Commuting to school or work on a longboard is a great way to start the day and a fine way to wrap it up.
I love to commute by longboard whenever time and the day’s activities permit. It feels amazing to arrive at the shop each day with a smile on my face after carving up the streets on my way to work. At the end of the workday before transitioning from “longboard maker” to “dad / husband”, the cruise home provides a critical mental wind down.
Before you grab your longboard and rush off to school or work tomorrow, there are a few things to consider ensuring a smooth, safe and stoke-filled commute.
Trust us on this, commuting on a longboard is a bit different than heading out for your regular Saturday rip with friends.
Here are some key considerations…
- Your Route – Identifying a safe longboarding route is critical. Organize your route to minimize time on traffic congested streets. Look for streets with dedicated bike / skate paths, greenways, parks, etc. to travel on for a fun and safe commute.
- Commuting Time – In some cases, longboarding is a quicker way to commute (thank you NYC traffic), but often it may take a little longer than driving or taking mass transit. Planning for this is important so you aren’t late to an important class or work!
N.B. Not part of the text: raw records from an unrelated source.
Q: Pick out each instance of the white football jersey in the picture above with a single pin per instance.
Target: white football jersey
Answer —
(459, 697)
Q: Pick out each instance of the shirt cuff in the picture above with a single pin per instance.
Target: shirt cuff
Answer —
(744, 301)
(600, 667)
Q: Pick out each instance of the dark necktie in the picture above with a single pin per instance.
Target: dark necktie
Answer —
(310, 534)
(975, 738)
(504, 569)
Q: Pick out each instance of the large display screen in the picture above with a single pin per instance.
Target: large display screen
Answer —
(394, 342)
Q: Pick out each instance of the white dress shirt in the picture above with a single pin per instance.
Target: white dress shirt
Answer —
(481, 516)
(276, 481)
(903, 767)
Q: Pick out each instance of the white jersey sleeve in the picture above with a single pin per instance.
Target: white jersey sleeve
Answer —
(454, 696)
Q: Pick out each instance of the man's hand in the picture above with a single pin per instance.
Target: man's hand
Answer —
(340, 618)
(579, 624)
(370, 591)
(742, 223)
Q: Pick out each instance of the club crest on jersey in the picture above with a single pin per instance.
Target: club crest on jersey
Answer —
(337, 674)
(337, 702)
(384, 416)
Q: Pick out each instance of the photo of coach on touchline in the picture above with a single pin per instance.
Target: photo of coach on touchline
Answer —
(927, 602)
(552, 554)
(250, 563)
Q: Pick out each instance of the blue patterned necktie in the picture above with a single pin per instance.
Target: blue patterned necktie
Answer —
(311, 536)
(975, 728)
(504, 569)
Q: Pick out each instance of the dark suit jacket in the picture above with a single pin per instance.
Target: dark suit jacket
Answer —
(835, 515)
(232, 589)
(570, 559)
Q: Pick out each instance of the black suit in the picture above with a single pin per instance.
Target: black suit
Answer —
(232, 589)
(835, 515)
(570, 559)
- Board Selection – When selecting the best board for your commute, there are a few things to consider.
- the route you will take (is it flat, hilly, downhill in both directions, etc.)
- will you need to commute partially on mass transit (train, subway, ferry or bus)
- will you need to carry your longboard for part of the commute where you may not be able to skate legally or safely
- where will you store / secure your longboard at your destination
- what do you need to carry with you while commuting (a laptop, books, a trombone, etc.) and how will you carry that stuff
- There are probably more things specific to you, where you live or what you are commuting to, so take a minute and consider those things
- Practice Your Commute – This may sound strange, but when commuting to school or work, you are likely carrying a bag with whatever you need for the day. If you don’t regularly longboard with a bag or the extra weight, your point of balance may change. This can impact your normal flow on a longboard. To commute comfortably and safely, you may have to change how you carry your stuff (or carry less stuff).
As always, make sure you wear your protective gear when you commute. Don’t worry, helmet hair looks cool.